Ponad rok temu zmarla moja mama . Mam siostre i brata sa starsi odemnie siostra ma swoje zycie meza i dziecko brat jest calu czas za granica . A ja mieszkam sama w domu z tata . Nie jest mi latwo, bo tata robi mi przykrosc bardzo czesto , To ja gotuje, sprzatam , robie zakupy , piore poprostu zajmuje sie domem a poza tym chodze do szkoly .
Gdy ugotuje cos tata zawsze mowi ze nie dosolone albo mu nie smakuje caly czas mnie krytykuje nigdy nie powie ze cos jest ok .

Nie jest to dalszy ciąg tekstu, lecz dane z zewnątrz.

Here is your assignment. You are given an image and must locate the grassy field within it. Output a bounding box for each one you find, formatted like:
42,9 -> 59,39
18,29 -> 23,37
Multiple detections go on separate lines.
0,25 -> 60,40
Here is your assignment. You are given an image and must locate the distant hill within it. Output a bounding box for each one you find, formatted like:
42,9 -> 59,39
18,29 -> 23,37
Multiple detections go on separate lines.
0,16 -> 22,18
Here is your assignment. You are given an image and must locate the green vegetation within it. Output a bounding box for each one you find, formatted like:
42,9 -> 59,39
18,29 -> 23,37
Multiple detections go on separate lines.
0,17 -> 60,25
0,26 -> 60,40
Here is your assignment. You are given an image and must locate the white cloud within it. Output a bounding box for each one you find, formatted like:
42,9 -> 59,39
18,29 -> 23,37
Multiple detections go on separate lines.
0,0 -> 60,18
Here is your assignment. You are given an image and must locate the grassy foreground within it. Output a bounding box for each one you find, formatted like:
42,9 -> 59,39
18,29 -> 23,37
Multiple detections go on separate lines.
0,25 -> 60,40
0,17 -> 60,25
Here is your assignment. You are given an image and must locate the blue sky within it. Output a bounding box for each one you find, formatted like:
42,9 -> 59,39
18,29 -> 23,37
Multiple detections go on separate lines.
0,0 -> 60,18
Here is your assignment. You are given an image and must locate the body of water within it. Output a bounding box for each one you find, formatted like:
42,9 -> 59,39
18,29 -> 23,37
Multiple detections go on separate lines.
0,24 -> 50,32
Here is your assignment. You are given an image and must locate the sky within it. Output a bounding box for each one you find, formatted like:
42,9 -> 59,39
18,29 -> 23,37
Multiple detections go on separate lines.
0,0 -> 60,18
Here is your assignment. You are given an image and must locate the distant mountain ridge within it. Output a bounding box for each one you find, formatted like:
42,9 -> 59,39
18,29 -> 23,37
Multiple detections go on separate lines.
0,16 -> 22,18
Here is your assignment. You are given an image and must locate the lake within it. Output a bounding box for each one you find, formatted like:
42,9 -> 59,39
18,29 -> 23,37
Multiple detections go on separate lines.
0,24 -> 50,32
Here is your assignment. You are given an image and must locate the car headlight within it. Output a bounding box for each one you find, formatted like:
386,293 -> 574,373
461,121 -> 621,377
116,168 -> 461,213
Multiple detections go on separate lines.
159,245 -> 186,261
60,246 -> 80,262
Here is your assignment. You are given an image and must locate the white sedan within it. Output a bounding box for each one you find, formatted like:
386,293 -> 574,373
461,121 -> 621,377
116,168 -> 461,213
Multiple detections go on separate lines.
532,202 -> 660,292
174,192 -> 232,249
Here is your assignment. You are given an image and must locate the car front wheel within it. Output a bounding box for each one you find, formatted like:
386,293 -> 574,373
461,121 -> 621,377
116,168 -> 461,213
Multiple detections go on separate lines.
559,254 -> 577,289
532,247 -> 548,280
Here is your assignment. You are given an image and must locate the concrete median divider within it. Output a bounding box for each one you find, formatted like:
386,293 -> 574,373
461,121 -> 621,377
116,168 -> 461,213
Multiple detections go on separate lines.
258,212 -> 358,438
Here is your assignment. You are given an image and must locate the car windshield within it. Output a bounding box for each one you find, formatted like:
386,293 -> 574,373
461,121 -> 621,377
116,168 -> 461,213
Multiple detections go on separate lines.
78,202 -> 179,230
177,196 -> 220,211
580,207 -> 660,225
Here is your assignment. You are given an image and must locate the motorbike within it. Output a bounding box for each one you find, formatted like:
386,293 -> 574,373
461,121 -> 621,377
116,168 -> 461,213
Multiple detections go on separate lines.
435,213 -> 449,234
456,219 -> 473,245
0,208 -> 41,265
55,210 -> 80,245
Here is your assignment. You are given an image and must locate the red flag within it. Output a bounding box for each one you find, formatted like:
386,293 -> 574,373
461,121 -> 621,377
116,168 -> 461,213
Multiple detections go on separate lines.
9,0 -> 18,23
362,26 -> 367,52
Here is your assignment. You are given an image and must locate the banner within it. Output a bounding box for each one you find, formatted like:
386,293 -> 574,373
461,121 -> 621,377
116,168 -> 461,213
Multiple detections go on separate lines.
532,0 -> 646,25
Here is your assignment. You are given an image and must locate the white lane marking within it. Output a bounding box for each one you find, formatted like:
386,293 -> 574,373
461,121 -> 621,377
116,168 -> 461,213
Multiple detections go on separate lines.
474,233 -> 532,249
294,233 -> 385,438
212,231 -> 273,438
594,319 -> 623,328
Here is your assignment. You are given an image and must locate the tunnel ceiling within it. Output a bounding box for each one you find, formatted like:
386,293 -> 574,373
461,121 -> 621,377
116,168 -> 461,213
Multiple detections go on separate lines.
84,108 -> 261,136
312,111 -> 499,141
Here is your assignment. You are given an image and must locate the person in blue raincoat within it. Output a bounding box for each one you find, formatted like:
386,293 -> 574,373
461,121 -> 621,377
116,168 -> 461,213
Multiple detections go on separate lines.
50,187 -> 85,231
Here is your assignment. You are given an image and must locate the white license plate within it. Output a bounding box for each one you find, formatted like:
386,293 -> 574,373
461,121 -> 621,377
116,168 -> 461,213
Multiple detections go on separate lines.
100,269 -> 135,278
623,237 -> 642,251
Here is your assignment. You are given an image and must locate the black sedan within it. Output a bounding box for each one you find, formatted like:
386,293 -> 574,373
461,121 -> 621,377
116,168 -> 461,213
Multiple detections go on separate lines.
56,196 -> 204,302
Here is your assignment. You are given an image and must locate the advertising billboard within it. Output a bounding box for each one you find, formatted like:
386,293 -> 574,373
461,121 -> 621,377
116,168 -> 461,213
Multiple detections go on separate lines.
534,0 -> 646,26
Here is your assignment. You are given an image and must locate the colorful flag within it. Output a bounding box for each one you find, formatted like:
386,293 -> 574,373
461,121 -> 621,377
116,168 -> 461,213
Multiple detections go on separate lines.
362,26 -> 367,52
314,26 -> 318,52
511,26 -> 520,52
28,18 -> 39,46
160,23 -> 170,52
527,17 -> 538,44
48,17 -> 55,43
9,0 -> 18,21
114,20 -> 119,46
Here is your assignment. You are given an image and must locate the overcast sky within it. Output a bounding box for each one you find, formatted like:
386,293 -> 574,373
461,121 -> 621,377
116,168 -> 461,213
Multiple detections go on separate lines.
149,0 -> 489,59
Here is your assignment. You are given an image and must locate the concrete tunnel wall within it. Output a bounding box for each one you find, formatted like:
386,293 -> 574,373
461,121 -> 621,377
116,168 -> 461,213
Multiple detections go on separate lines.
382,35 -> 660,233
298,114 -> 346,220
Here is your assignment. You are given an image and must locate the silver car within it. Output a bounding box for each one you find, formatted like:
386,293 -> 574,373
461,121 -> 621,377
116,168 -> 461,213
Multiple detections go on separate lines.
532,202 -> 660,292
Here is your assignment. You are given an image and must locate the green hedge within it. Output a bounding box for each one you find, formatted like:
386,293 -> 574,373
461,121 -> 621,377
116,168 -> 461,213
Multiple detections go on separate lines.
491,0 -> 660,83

Wszystko mu przeszkadza szklanka na stole .. nie jest mi latwo ja mam 18 lat a calu dom stoi na mojej glowie . tata tylko krzyczy caly czas .. nie wiem czy to ze jest w wieku srednim czy to ze widzi we mnie mame ?? jestem do niej bardzo podobna .
ja juz nie wytrzymuje czesto placze bo mi jest przykro , raz była taka sytuacja:
Jedlismy kolacje i ja sobie doprawilam to co jadlam a on na to ze co ja robie , mowie sole bo wole ostrzejsze a on na to
-ty jak bys cos doprawila to by nikt tego nie jadl
zrobilo mi sie bardzo przykro odnioslam talerz i pobieglam do pokoju i ..plakalam ..przyszedl za jakis cas i powiedzial przepraszam ale nic nie odpowiedziam nie wiem dlaczego ..
Staram się nie słuchać jego nazekania bo bym sie chyba zaplakala z tych wszystkich przykrosci ktore slysze od niedo calymi dniami
Mojej starszej siostry tak nie traktuje to co ona powie jest ok , jemu pasuje ale jej tez narzekal troche . Romawialam z nia o tym co sie dzieje ale za wiele nie ustalilysmy .. licze na was.